I really did stop in my tracks. Holy cow! I’d never seen a 1966–67 Fairlane Squire in person and up close. And what a fantastic, oh-so-1967 color! I was smitten.
But as I began frantically taking pictures (which wasn’t easy, as this is a popular event and there were spectators all over the place) it became even more impressive, as it was an original car with only 16K on the clock. Wow.
That was apparent the more I looked at it. Check out those seats! And remember, these wagons, even the fancy ones, were workhorses in the day, hauling kids to school, being loaded with luggage and driven to Florida or the Grand Canyon, or lugging sheets of plywood and bicycles from Sears. So finding something like this is pretty rare.
And as a result I took many, many pictures of it! I will walk past a line of 20 red Corvettes, ’57 Chevys, and faux-Shelby Mustangs to gawk at a car like this. It’s just so cool.

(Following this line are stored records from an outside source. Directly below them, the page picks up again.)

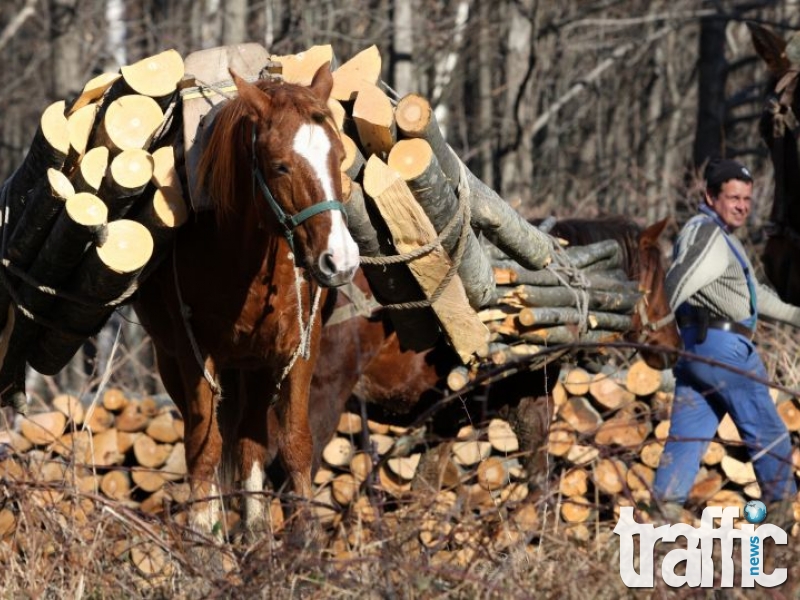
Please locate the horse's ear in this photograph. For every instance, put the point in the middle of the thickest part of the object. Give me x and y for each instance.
(654, 231)
(771, 48)
(256, 102)
(322, 82)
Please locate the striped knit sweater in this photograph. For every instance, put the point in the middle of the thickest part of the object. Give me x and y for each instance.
(706, 273)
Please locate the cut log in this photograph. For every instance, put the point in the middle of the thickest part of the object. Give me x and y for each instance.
(91, 171)
(502, 437)
(44, 428)
(129, 173)
(642, 379)
(362, 69)
(609, 475)
(156, 76)
(338, 452)
(129, 123)
(373, 116)
(411, 229)
(116, 485)
(573, 482)
(500, 223)
(579, 413)
(415, 162)
(104, 277)
(301, 67)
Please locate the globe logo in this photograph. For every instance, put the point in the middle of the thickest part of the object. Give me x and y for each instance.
(755, 511)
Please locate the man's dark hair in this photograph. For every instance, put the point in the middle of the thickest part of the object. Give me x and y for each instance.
(720, 170)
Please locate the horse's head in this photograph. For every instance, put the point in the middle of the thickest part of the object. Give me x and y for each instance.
(653, 321)
(277, 146)
(780, 129)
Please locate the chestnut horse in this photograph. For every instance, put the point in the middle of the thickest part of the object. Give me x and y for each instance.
(241, 289)
(780, 129)
(362, 356)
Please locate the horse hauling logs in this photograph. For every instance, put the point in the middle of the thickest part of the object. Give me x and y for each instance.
(103, 189)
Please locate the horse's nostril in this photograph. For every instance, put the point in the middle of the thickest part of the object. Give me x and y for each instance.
(326, 263)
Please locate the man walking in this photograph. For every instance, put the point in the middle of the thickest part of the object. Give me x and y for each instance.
(716, 300)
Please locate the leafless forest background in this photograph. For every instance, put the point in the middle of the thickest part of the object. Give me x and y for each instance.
(567, 108)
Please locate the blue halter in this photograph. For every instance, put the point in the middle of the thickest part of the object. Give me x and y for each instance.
(288, 222)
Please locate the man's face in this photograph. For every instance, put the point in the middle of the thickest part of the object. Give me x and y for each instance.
(733, 203)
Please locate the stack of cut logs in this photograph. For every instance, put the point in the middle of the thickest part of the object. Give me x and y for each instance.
(407, 189)
(95, 199)
(604, 444)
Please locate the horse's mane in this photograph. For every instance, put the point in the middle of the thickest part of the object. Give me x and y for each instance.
(226, 160)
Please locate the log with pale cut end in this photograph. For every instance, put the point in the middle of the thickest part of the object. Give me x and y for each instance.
(714, 453)
(44, 428)
(105, 275)
(48, 149)
(576, 509)
(469, 453)
(93, 90)
(650, 454)
(155, 76)
(404, 467)
(338, 452)
(642, 379)
(71, 407)
(91, 171)
(492, 215)
(361, 70)
(411, 229)
(150, 453)
(349, 424)
(582, 454)
(573, 482)
(116, 484)
(789, 413)
(640, 477)
(161, 428)
(416, 163)
(147, 480)
(344, 488)
(737, 471)
(492, 473)
(354, 160)
(301, 67)
(128, 175)
(361, 466)
(552, 296)
(43, 205)
(373, 116)
(80, 125)
(162, 215)
(607, 391)
(165, 175)
(576, 381)
(560, 439)
(609, 475)
(579, 413)
(502, 437)
(129, 122)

In 1967, Fairlane wagons came in Fairlane, Fairlane 500 and Fairlane 500 Squire trim levels. Fairlane 500s were the fancy trim level of course, with niceties such as a wide chrome side molding (except on Squires, where the Di-Noc wood paneling and fiberglass wood-look framing replaced it), color-keyed carpeting, and a choice of four nylon/vinyl interior trim combinations—or all-vinyl, as seen on our wagon here.
The Squire came only in the Fairlane 500 trim. With the six-cylinder engine it had a base price of $2902 (about $26,000 today) and a curb weight of 3217 pounds. The V-8 was naturally a little bit more, to the tune of $3007 ($27,000), and a bit heftier at 3386 pounds.
Part of the reason that I had never seen one until 2021 is that only 8348 Fairlane 500 Squires were built for the model year. And that is the grand total for both six-cylinder and V-8 models. So they didn’t exactly grow on trees.
When I first posted pictures of this car online, my friend Jim Smith, who was a kid when these were new, said, “Talk about a rare sight! Even as a kid I don’t remember seeing a wagon like this on the street.”
Part of the reason for that is in 1967 full-size wagons were still king. The fanciest full-size wagon, the Country Squire, sold 25,600 six passenger and 44,024 nine-passenger versions in ’67, and those were just the ones with the Di-Noc wood sides. When wagon shopping, room is key, and honestly the big Fords had a lot more of it.
Price could also have been another factor. The Fairlane 500 Squire, with a V-8 like this one, based at $3007 as previously mentioned. The Country Squire could be had for a base price of $3340—or $3234 if you were willing to settle for one with the six. Granted, $200–$300 bought a lot more then than it does now in 2023, but to get a bigger, more useful vehicle for a couple hundred more? Judging from the 1967 Ford wagon production records, it seems that most folks voted for the “big one” with their wallets.
I so love it. And if the car appears to be in a different location in some of the photos, that’s because it reappeared at the 2022 Geneseo show. Despite taking way too many pictures of it in 2021, I just couldn’t resist taking a few more!